Das süße Discokügelchen über der Treppe, die harmlos tuend hinabführt in den Molotow-Höllenschlund, sollten die Betreiber übrigens unbedingt abhängen. Aus Sicht der zuständigen Jury gefährdet sie möglicherweise den Weltrekord in der Disziplin „Unzumutbare Konzertbedingungen“.


10 Kommentare:

  1. Nihilistin20.11.12, 11:54

    Wer da auf dem Foto Nr. 2 zu sehen ist, ist für mich jetzt nicht wirklich interessant.
    Ich frage mich nur: Da drin stellt man sich wirklich freiwillig hin? Mit einer Decke, die nur wenige Zentimeter (oder in Ihrer Sprache bleibend: Eine 80er Schlipsbreite) über dem Scheitel lässt?
    Reinhold Messner ist ein Scheißdreck gegen Sie, Herrn Matt, und die anderen Besucher. Lieber klettere ich zweimal alle Achttausender ohne Sauerstoff und Strümpfe, als nur einen Schritt in dieses gelebte Klaustrophobie zu setzen.

    AntwortenLöschen
  2. Molotow. Nicht Molotov. Deutlich erkennbar auch auf dem ersten Bild.

    AntwortenLöschen
  3. Steht doch ja! (… Zumindest jetzt …) (Danke.)

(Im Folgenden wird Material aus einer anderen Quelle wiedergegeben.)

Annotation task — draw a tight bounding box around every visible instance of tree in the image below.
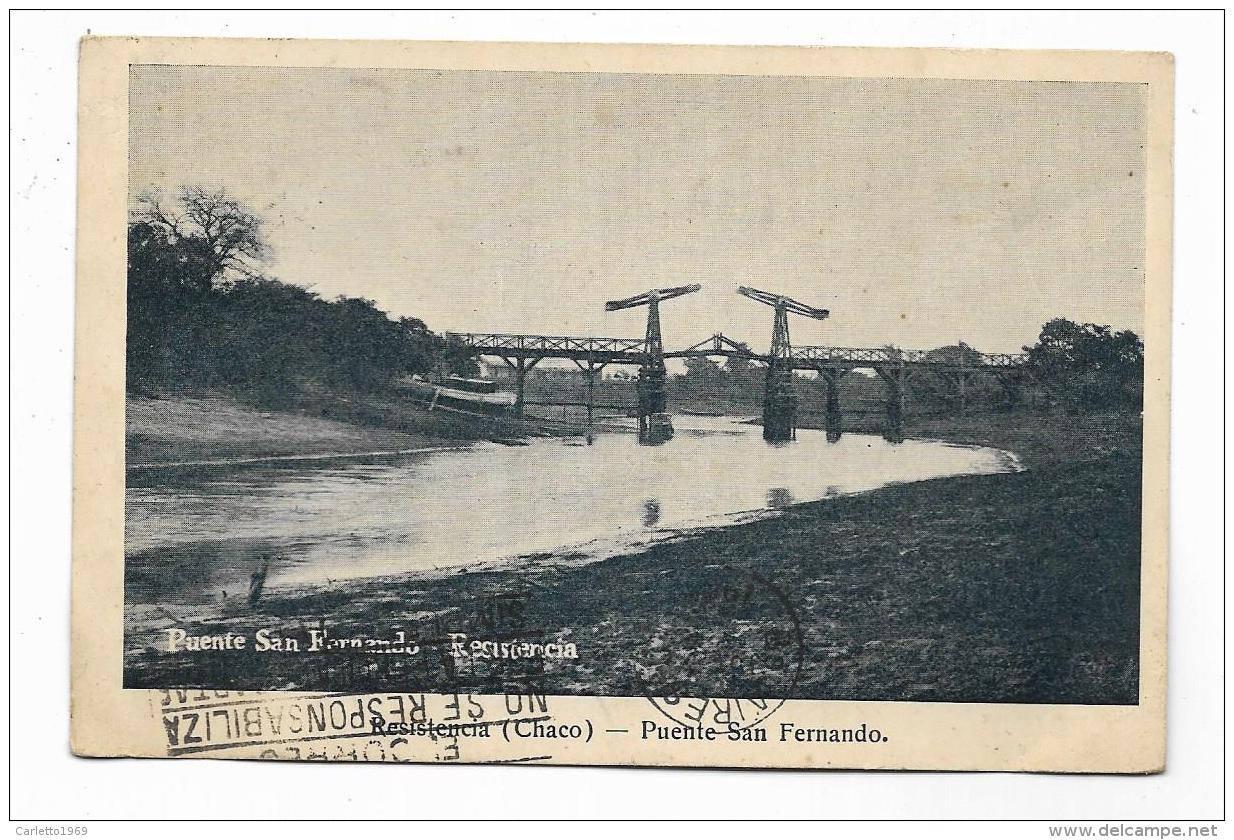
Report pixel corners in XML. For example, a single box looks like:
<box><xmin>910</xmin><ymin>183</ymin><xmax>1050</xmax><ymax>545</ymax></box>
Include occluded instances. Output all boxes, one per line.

    Frau Nihilistin, fairerweise muss man sagen, dass die Decke im Bühnenraum selbst etwas höher angesetzt ist. Aber dahin vermochten wir in unserem Alter nicht mehr vorzudringen.

    AntwortenLöschen
  4. Nihilistin21.11.12, 15:35

    Und wissen Sie was, Herr Matt? Früher (als ich jung war) habe ich ja auch diverse fragwürdige Lokalitäten besucht. Ein paar waren dabei - so ungefähr mit dieser Deckenhöhe. Die Decken waren mit Ölfarbe gestrichen, Fenster quasi nicht vorhanden, von Klimaanlagen reden wir mal gar nicht. Nach ca. 1 Stunde gedrängter Enge begann es von der Decke zu tropfen. Im Laufe der Nacht immer mehr. Die Vorstellung, WAS da auf mich niedertropfte, ließ sich nur im absoluten Suff ertragen. Was dann, luftschnappend, zu diversen Verunfallungen vor der Lokationstür führte, was wiederum...ach, lassen wir das. Es schüttelt mich heute noch bei der Erinnerung. Also bleibe ich bei meinem Angebot der 8000er.

    AntwortenLöschen
  5. Nö, steht da (Ich interpretiere Ihr "ja" mal als "da") nicht.
    Im vierten Absatz steht "Molotov-Decke", inklusive Deppenbindestrich.

    Sorry, Herr Matt. Ich konnte mir die Klugscheißerei nicht verkneifen :)

    AntwortenLöschen
  6. Gar nicht wahr, beides nicht!

    Bei Komposita mit Eigennamen ist es sinnvoll, einen Bindestrich zu setzen. Es sei denn, etwas ist quasi zum Gattungsbegriff geworden. Ein Beckenbauer-Pass z. B. wurde original von Kaiser Franz gespielt, aber einen Beckenbauerpass kann auch jemand anderes spielen. Nur kann das halt kaum noch einer.

    AntwortenLöschen
  7. Frau Nihilistin, ich bin immer wieder verblüfft angesichts unserer biografischen Parallelen. Ach ja.

    AntwortenLöschen
  8. Beim Anblick der Fotos scheint auch mir die alternative 8000er-Besteigung verlockender, gern auch über die Abkürzung via Beckenbauerpass.

    AntwortenLöschen
  9. Nebenbei bemerkt: Herr Plewka weiß um ihre Anwesenheit an jenem Abend, ohne Sie hinter all den Breitschultern und mittenmang tiefergelegter Räumlichkeiten in persona erspäht zu haben. Wie mir zugetragen wurde, soll er nämlich nicht nur (großartige Texte) schreiben, sondern solche durchaus auch lesen können. Zwinker.

    AntwortenLöschen
  10. Wenn Jan Plewka mein Blog liest, kann ich mich eigentlich zur Ruhe setzen. Mehr kann man als Blogger nicht erreichen. (Es sei denn, Bob Dylan läse mein Blog.)